I
know pretense when I see it." Mrs. Mundy, who was telling me of the
girl, changed her position and fixed the screen so that the flames from
the fire should not burn her face. "Ever since the father of the child
had deserted her, she had believed all men were wicked, but this man
had been so friendly, so kindly, she thought he was different from the
others. When she found where she was, she was crazy with fear and
anger, and made a scene before she left. The next morning when she
went to work she was told her services were no longer needed, and told
in a way that made her understand she was not fit to work in the room
with other girls. The man who had charge of the room was the man she
had thought a friend. He's got his job still."
The ticking of the clock on the mantel alone broke the stillness of the
room as Mrs. Mundy stopped. I tried to say something, but words would
not come.
"For years I've heard the stories of these poor creatures." Mrs.
Mundy's even tones steadied somewhat the protesting tumult in my heart.
"For years I've known the awful side of the lives they lead. I didn't
have money or learning or influence, or the chance to make good people
understand, even if they'd been willing to hear, what I could tell, but
I could help one of them every now and then. There 're few of them who
start out deliberate to live wrong. When they take it up regular it's
'most always because they're like dogs at bay.
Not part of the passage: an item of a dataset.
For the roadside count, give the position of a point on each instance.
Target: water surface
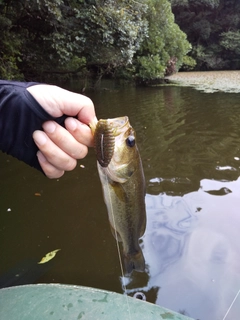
(189, 143)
There's nothing else to
do."
"What became of Lillie when she lost her place?" I got up from the
sofa and came closer to the fire. My teeth were chattering.
"She lost her soul. She went in a factory, but the air made her sick,
and after three faints they turned her off. It interrupted the work
and made the girls lose time running to her, and so she had to go.
After a while--I was away at the time--the woman she lived with turned
her out. She owed room rent, a good deal of it, and she needed food
and clothes, and there was no money with which to buy them. It got her
crazy, the thought that because she had done wrong she was but a rag to
be kicked from place to place with only the gutter to land in at last,
and--well, she landed. But she isn't all bad. I used to feel about
girls like her just as most good people still feel, but I've come to
see there's many of them who are more sinned against than sinning. The
men who make and keep them what they are go free and are let alone."